One evening, U., a resident, stuck his head in my office door. “Can we talk?”
He was articulate, a skilled professional in life outside of the residence, clean-cut, and personable. He had sized me up for weeks, me, the Jesuit priest. Watching me, wondering about me, asking about me.
It was time.
He sat. Then he looked down, like he was studying his hands. In silence he held this position for at least two minutes. Interiorly he was crossing over into the country of self-disclosure. Never an easy walk. Finally, he looked up. He said something like this:
“Father, I came tonight because I need to get off my chest before you and God the terrible stuff I have done, even as I want to express my gratitude to God for a profound kind of healing in my heart. I am sort of like that leper who came back to thank Jesus for the healing of leprosy. That grateful guy was Number Ten. I’m Number Eleven. I finally came back. You should know that I have totally screwed up my life. I drank myself out of my job, my wife, my kids, my beliefs, my own self-worth. I have lied, cheated, and betrayed good friends. I have hung out with consummate losers, cheated and ripped off honest people, and woke up in bed with women I did not know. I should have died a couple of times because there was so much alcohol in my blood. I have been blind beyond blind. You get the idea.
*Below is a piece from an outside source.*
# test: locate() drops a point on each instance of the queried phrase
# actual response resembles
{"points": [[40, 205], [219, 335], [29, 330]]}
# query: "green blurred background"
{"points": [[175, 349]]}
"Since I have been here there has been gradual healing. I asked God to help and forgive me. I am here now with you because my sense is that I have been forgiven even as I know I will need to claim my life of sobriety daily. I’m late coming to God. But I need to say thanks for a strength that is not of my own making.”
U. stopped. He put his head into his hands. He wept silently; a man touched by the healing clarity of God. And now a man submitting his thanksgiving to the Higher Power who had seen him, hovered over him, breathed on him and brought him back to life. As I reached across the table and held his hand, I thought of the passage of the prophet Ezekiel: “And I saw you struggling in your blood as I was passing, and I said ‘Live and grow like the grass of the fields. And you developed, you grew . . . your time had come, the time for love . . . and you became mine.” (Ezekiel 16:6-9)
We talked, the night sounds of the Portland streets occasionally drifting in. His brother and sister AA members would be more insightful about the slings and arrows of drinking, because they had been there, done that, so they could talk the talk with him. I told him that I was there that night for another reason. This: I shared with him my story of God’s healing love, and that even amid my blindness and sickness God was always in the hunt and offering forgiveness and hope and an escape from my own species of leprosy of the heart. God offering a way forward. Toward hope and sight and healing. I knew addiction; knew it in my own family. I knew my own stupid decisions; my life was full of them. I knew the search for wholeness. I knew healing and growth. And I knew the thanksgiving of the returning healed leper.
U.’s grip of my hand grew stronger as I spoke.
We are all the Eleventh Leper. We all know and remember our broken encounters on the way to God -- encounters with the world, with people, with ourselves. It is often a trail of tears, full of sad and bad decisions. At some point, we realize what dummies we have been and how we have hurt others and ourselves. We played the game of holding one hand out to God and keeping the other hand behind our back. And then, through a mysterious epiphany, we were moved to -- and sought -- forgiveness and healing. And it happened. We stood before it all, even as our souls knelt. In thanksgiving. Welcome back, Number Eleven.
It is a river of grace, these moments of contrition and healing and thanksgiving; one that overflows, inundating the landscape of our consciousness and sanctifying our lives of decision-making. The grace of God is dedicated to the growth of the individual human spirit, to the healing of the past mistakes, and to enabling us to claim a future of hope, wherein we can share the best of ourselves with the world.